Savona al debutto in Consob: “Debito al 200% possibile, sarà sostenuto dal risparmio degli italiani”

La visione dell’Italia e del suo debito? «Frutto di pregiudizi». I sospetti di insolvenza tricolore? «Oggettivamente infondati». Quello che conta, dice Paolo Savona alla sua prima relazione al mercato da presidente Consob è che tutti lavorino per «abbassare i toni» e «ristabilire la fiducia», con cui anche il 200% di rapporto tra debito e Pil in Giappone non fa paura ed è sostenibile.

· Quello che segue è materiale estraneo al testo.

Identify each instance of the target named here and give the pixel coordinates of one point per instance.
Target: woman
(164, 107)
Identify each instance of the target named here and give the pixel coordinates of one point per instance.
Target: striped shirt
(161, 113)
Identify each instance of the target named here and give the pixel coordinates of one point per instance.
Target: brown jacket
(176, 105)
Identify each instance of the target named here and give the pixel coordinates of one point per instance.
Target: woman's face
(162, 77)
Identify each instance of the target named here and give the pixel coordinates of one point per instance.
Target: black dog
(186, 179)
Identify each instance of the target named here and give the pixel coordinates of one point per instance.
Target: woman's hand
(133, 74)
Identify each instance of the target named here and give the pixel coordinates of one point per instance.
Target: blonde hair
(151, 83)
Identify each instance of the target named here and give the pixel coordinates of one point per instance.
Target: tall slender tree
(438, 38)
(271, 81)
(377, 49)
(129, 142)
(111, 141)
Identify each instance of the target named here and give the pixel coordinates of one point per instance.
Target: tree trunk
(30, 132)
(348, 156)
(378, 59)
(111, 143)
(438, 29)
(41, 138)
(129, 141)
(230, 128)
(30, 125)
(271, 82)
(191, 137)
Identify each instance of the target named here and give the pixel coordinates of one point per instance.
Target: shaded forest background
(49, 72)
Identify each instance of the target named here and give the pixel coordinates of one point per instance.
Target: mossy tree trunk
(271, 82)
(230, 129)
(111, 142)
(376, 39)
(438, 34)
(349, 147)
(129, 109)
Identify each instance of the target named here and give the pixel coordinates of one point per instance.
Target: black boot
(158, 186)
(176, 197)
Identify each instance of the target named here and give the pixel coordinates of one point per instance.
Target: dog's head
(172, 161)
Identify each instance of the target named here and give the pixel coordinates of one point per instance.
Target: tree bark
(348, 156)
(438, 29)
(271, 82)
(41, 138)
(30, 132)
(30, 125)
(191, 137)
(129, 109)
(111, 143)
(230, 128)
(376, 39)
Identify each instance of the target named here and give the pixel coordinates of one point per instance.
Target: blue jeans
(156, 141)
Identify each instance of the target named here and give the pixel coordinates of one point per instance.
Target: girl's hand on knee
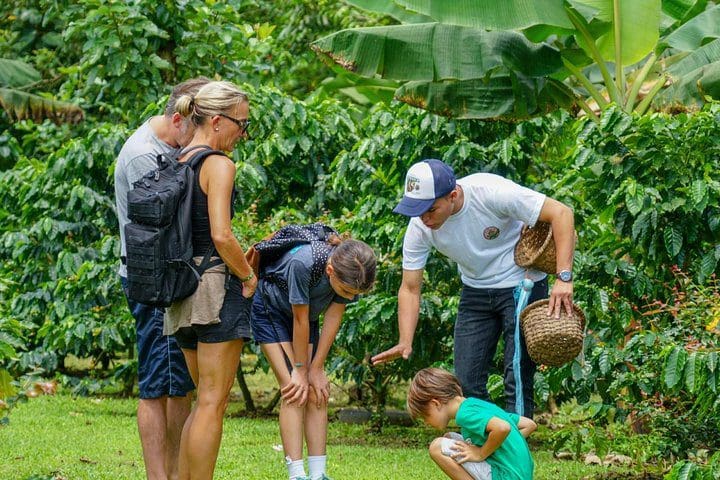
(466, 452)
(296, 391)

Di fronte a un parterre di banchieri e finanzieri riuniti a Piazza Affari, Savona sostiene che «i giudizi non di rado espressi da istituzioni sovranazionali, enti nazionali e centri privati, appaiono prossimi a pregiudizi» perché «resi su basi parametriche finanziarie convenzionali che non tengono conto dei due pilastri che reggono la nostra economia e società: la forza competitiva delle nostre imprese sul mercato globale e il nostro buon livello di risparmio».

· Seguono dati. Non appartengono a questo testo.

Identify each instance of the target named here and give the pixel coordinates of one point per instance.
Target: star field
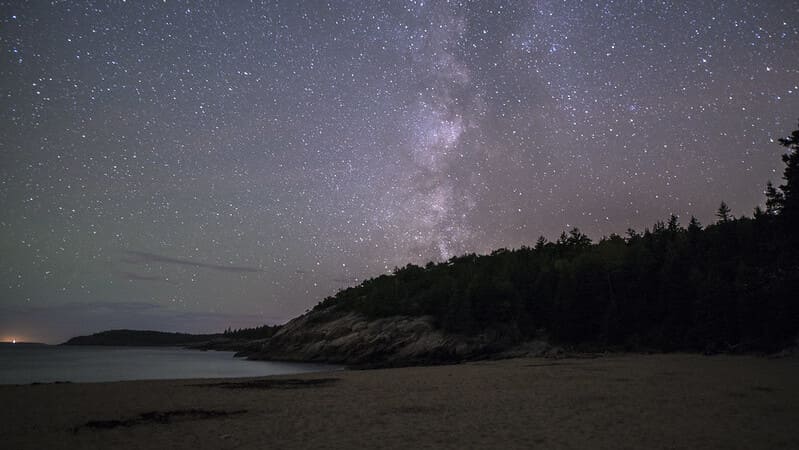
(198, 165)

L’ex ministro agli Affari Europei del governo gialloverde ne è certo: «Per la comunità europea e globale l’Italia non rappresenta un problema finanziario, ma una risorsa alla quale molti Paesi attingono per soddisfare le loro necessità». Serve però maggior fiducia. Perché se questa «è solida e la base di risparmio sufficiente, livelli di indebitamento nell’ordine del 200% rispetto al Pil non contrastano con gli obiettivi economici e sociali perseguiti dalla politica». Savona cita l’«istruttivo» esempio del Giappone, spiegando che non esiste «una risposta univoca su quale sia il legame ottimale tra debito pubblico e Pil, soprattutto se il rapporto è valutato in modo indipendente dallo stato della fiducia». Questo, aggiunge Savona, «non significa che non esista un limite all’indebitamento ma, come insegna un elementare criterio di razionalità economica, per garantirne la sostenibilità il suo saggio di incremento deve restare mediamente al di sotto del saggio di crescita del Pil».

Per Savona «un contributo significativo alla stabilità finanziaria verrebbe dalla creazione di un titolo europeo privo di rischio (European safe asset)» mentre «l’unico safe asset esistente oggi in Europa è di fatto il Bund tedesco» che genera asimmetrie «fattore di instabilità».